South Korean investors are facing a Wednesday deadline to avoid the threatened disposal of almost $300 million in assets at a shuttered mountain resort in North Korea.
Pyongyang says it will dispose of the South Korean assets — which include hotels, restaurants and a golf course — if company officials do not visit the Mount Kumgang resort by July 13 to discuss how they should be handled. But a 12-member delegation of company and government officials was unable to have any substantive talks when they visited the resort late last month.
Officials at South Korea's Unification Ministry said Monday that North Korea still has not responded to the South's latest offer to meet at any time or place to discuss the issue. A spokesman warned the North against taking any unilateral action to dispose of the assets.

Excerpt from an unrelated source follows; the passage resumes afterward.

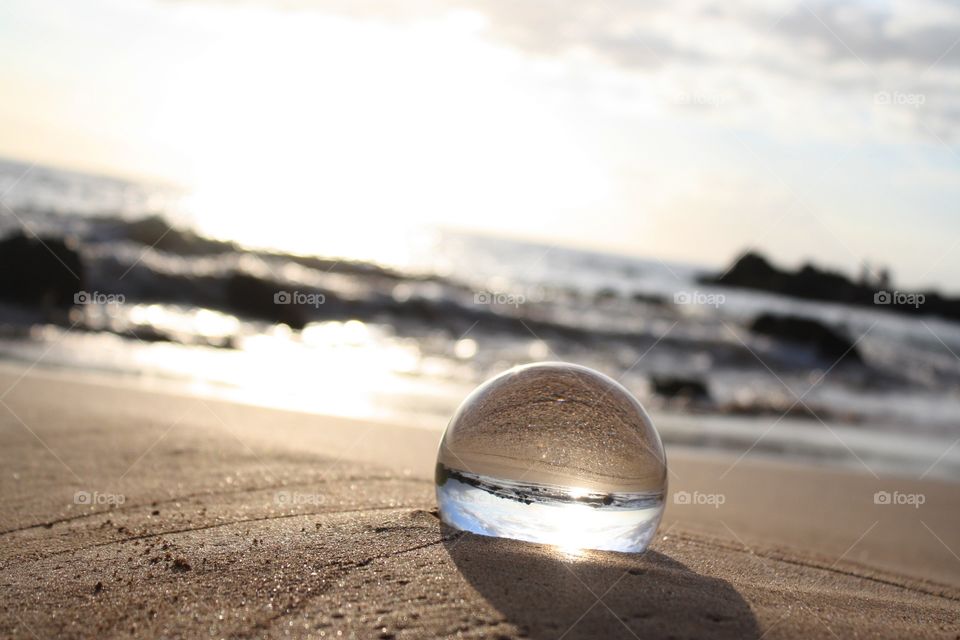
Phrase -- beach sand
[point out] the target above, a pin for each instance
(243, 522)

South Korea's Hyundai Asan and other companies poured millions of dollars into the resort at a time when the South Korean government was seeking to foster improved relations with Pyongyang. But South Koreans were barred from visiting the resort after a female visitor was fatally shot by a North Korean guard in 2008.
North Korea seized and sealed off several of the properties last year after the South refused to resume the tour packages because it said it had not received adequate safeguards from Pyongyang. The North is now seeking other investors, perhaps from China, to take over the resort.
South Korean media reported that last month's delegation to the resort was turned back because the North said it would talk only to businessmen, not government representatives.